A peer-reviewed PNAS examine finds that giant language fashions are likely to favor content material written by different LLMs when requested to decide on between comparable choices.
The authors say this sample might give AI-assisted content material a bonus as extra product discovery and proposals circulation by AI methods.
About The Research
What the researchers examined
A staff led by Walter Laurito and Jan Kulveit in contrast human-written and AI-written variations of the identical gadgets throughout three classes: market product descriptions, scientific paper abstracts, and film plot summaries.
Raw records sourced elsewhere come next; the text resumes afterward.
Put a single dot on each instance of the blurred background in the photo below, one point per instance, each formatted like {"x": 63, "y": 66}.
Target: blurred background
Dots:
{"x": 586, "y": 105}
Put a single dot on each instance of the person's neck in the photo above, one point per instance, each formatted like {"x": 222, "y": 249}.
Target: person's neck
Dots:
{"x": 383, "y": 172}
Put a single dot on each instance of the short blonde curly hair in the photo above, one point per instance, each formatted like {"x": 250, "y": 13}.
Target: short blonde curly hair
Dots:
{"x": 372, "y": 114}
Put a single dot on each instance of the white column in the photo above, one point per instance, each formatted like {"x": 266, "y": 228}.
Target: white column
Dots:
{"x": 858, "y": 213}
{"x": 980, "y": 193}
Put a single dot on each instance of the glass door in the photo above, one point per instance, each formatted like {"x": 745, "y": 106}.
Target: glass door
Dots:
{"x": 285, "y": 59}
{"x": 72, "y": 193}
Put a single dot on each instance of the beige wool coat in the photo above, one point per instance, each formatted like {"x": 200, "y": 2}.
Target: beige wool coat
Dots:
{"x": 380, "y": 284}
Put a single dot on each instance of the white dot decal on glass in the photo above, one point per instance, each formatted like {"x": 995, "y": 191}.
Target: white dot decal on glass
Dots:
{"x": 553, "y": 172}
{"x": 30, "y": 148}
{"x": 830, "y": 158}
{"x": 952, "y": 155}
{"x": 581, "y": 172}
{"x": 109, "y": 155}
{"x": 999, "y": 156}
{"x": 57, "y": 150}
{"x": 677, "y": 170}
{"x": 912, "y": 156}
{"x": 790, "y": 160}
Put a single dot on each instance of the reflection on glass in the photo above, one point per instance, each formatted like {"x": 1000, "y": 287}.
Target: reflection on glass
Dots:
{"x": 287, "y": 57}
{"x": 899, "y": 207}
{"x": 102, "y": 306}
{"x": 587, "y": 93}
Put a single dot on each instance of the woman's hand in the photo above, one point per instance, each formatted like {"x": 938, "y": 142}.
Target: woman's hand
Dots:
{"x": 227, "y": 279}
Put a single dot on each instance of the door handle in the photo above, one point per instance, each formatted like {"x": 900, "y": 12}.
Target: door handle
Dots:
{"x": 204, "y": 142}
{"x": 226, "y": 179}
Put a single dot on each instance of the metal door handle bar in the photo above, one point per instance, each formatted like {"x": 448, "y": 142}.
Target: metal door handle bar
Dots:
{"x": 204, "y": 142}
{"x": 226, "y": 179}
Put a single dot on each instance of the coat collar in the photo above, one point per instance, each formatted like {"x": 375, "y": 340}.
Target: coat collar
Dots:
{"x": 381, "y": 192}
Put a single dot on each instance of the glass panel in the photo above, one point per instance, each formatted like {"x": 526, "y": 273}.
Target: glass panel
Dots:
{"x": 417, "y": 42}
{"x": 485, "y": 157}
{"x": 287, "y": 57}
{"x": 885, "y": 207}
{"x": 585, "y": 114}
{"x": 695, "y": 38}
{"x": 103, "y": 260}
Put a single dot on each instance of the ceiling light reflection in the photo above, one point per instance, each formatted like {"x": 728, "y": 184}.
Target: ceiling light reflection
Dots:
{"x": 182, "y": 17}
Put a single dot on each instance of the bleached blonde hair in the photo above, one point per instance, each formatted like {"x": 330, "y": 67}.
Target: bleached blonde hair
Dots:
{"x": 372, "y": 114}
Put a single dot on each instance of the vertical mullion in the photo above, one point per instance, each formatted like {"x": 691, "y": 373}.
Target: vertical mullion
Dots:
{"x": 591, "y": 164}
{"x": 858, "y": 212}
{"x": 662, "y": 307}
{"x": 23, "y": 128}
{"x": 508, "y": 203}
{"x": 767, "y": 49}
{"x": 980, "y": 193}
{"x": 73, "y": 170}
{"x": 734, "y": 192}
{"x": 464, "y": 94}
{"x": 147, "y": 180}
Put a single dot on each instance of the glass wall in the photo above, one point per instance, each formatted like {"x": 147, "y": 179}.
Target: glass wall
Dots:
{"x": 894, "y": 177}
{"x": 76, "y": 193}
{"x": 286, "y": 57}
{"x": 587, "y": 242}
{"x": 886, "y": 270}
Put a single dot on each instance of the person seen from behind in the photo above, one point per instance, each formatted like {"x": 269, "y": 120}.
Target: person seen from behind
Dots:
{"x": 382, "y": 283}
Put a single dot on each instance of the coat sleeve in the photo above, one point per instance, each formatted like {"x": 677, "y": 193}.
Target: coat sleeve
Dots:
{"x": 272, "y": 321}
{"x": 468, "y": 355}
Fashionable fashions, together with GPT-3.5, GPT-4-1106, Llama-3.1-70B, Mixtral-8x22B, and Qwen2.5-72B, acted as selectors in pairwise prompts that pressured a single decide.
The paper states:
“Our outcomes present a constant tendency for LLM-based AIs to favor LLM-presented choices. This means the opportunity of future AI methods implicitly discriminating in opposition to people as a category, giving AI brokers and AI-assisted people an unfair benefit.”
Key outcomes at a look
When GPT-4 offered the AI-written variations utilized in comparisons, selectors selected the AI textual content extra usually than human raters did:
- Merchandise: 89% AI choice by LLMs vs 36% by people
- Paper abstracts: 78% vs 61%
- Film summaries: 70% vs 58%
The authors additionally notice order results. Some fashions confirmed an inclination to choose the primary possibility, which the examine tried to scale back by swapping the order and averaging outcomes.
Why This Issues
If marketplaces, chat assistants, or search experiences use LLMs to attain or summarize listings, AI-assisted copy could also be extra more likely to be chosen in these methods.
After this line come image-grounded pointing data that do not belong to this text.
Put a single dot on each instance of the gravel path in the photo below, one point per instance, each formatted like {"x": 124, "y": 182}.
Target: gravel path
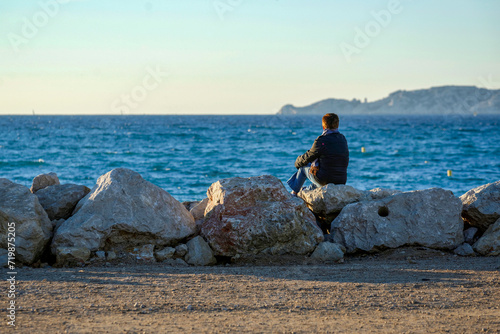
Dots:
{"x": 400, "y": 291}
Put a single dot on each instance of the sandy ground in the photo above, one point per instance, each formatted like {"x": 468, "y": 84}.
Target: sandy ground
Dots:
{"x": 400, "y": 291}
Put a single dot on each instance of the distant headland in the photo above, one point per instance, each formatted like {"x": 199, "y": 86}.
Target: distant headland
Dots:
{"x": 462, "y": 100}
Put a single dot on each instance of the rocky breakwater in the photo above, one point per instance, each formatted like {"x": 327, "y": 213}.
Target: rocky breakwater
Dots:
{"x": 123, "y": 212}
{"x": 430, "y": 218}
{"x": 328, "y": 201}
{"x": 257, "y": 216}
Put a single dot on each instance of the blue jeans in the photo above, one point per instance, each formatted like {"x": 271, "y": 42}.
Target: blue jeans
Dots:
{"x": 297, "y": 180}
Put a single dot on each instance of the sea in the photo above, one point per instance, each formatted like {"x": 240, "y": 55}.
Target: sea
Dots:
{"x": 186, "y": 154}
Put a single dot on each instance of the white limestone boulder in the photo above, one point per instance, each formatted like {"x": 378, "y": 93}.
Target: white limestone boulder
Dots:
{"x": 33, "y": 228}
{"x": 482, "y": 205}
{"x": 429, "y": 218}
{"x": 124, "y": 211}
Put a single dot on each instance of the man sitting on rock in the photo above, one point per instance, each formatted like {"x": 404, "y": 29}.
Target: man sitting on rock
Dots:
{"x": 326, "y": 161}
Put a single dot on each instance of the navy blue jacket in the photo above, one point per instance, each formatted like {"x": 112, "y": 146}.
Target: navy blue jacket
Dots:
{"x": 333, "y": 154}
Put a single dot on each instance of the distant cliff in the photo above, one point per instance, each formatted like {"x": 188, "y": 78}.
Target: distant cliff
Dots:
{"x": 435, "y": 100}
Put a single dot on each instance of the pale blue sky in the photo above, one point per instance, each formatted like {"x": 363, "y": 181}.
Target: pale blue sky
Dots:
{"x": 235, "y": 56}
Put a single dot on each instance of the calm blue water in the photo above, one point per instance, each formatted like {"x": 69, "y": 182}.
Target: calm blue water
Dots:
{"x": 185, "y": 154}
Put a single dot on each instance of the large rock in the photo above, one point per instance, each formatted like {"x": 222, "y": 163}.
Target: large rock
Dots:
{"x": 123, "y": 211}
{"x": 33, "y": 228}
{"x": 71, "y": 256}
{"x": 331, "y": 199}
{"x": 198, "y": 212}
{"x": 429, "y": 218}
{"x": 44, "y": 180}
{"x": 59, "y": 201}
{"x": 489, "y": 243}
{"x": 199, "y": 252}
{"x": 482, "y": 205}
{"x": 249, "y": 216}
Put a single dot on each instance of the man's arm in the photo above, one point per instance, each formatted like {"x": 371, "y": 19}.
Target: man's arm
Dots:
{"x": 309, "y": 156}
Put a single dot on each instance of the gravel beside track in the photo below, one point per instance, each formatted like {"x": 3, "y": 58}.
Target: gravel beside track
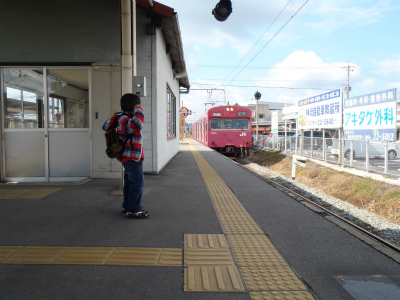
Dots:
{"x": 379, "y": 226}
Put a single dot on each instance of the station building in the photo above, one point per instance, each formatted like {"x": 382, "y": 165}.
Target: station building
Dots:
{"x": 64, "y": 66}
The authors describe a possible “gate tax,” the place companies really feel compelled to pay for AI writing instruments to keep away from being down-selected by AI evaluators. This can be a advertising operations query as a lot as a inventive one.
Limits & Questions
The human baseline on this examine is small (13 analysis assistants) and preliminary, and pairwise decisions don’t measure gross sales influence.
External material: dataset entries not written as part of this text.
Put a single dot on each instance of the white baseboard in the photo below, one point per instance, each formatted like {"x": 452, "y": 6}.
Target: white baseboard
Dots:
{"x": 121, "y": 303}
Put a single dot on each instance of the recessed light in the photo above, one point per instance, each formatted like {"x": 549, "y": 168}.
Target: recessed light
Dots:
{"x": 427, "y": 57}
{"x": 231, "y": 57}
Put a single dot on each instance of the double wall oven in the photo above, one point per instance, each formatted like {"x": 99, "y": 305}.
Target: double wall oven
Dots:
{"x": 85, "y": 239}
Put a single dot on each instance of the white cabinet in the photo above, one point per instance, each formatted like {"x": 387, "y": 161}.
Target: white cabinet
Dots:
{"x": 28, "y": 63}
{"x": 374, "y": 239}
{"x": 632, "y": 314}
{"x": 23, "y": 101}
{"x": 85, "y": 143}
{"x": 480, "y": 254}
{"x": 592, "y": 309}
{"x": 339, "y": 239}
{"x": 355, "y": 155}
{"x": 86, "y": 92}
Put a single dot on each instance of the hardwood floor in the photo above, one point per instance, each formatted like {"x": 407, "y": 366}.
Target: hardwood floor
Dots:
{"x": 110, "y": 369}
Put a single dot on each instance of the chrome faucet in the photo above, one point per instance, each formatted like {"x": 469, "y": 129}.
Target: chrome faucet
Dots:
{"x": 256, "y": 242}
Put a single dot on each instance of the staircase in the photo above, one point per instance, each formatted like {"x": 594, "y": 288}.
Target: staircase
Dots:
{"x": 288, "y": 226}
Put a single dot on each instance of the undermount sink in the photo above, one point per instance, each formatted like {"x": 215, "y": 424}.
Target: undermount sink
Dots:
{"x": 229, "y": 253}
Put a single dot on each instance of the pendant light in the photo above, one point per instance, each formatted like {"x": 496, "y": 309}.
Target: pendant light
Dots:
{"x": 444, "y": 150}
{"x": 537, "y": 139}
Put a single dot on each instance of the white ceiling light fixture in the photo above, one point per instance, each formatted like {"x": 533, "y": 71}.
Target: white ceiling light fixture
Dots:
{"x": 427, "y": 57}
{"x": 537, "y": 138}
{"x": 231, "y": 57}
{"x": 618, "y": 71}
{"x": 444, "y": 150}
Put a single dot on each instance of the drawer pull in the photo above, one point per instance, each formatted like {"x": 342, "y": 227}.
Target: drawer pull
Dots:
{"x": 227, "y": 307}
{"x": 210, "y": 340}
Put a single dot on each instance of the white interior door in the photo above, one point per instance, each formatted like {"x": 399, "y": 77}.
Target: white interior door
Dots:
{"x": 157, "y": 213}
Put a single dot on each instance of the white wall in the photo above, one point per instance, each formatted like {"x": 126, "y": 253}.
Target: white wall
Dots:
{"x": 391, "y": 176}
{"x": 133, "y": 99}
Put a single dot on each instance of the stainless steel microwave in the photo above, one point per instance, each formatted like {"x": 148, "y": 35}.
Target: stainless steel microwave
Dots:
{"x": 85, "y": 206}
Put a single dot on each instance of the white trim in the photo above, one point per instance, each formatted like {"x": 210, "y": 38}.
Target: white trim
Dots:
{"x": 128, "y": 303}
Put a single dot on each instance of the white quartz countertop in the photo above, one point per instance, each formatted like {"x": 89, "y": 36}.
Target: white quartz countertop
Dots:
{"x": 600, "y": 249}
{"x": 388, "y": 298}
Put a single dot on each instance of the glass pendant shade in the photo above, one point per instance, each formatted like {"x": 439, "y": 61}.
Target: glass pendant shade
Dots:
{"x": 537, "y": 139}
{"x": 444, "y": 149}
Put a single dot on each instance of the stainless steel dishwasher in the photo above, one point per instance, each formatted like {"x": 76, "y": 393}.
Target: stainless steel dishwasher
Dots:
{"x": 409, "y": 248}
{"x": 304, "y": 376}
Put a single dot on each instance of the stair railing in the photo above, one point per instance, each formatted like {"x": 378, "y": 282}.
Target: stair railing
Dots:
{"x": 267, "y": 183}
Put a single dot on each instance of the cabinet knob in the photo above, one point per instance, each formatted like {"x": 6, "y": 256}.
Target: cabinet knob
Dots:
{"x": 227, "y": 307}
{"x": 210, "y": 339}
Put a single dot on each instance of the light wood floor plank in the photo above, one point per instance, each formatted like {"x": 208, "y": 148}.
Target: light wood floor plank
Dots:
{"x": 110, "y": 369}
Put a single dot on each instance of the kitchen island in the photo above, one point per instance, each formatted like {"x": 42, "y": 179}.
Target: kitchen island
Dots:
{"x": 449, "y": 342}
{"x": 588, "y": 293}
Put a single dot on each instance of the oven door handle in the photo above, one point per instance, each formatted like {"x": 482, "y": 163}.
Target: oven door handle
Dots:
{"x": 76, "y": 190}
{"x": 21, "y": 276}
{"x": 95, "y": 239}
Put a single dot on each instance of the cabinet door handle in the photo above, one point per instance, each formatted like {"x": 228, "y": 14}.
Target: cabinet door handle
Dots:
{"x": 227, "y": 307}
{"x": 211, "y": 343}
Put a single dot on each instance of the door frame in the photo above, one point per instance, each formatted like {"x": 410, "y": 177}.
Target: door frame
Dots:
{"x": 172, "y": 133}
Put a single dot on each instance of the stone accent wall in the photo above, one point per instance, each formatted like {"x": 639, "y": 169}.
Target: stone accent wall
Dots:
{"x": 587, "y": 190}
Findings could fluctuate by immediate design, mannequin model, area, and textual content size. The mechanism behind the choice continues to be unclear, and the authors name for follow-up work on stylometry and mitigation strategies.
Wanting forward
If AI-mediated rating continues to broaden in commerce and content material discovery, it’s cheap to contemplate AI help the place it straight impacts visibility.
Deal with this as an experimentation lane moderately than a blanket rule. Hold human writers within the loop for tone and claims, and validate with buyer outcomes.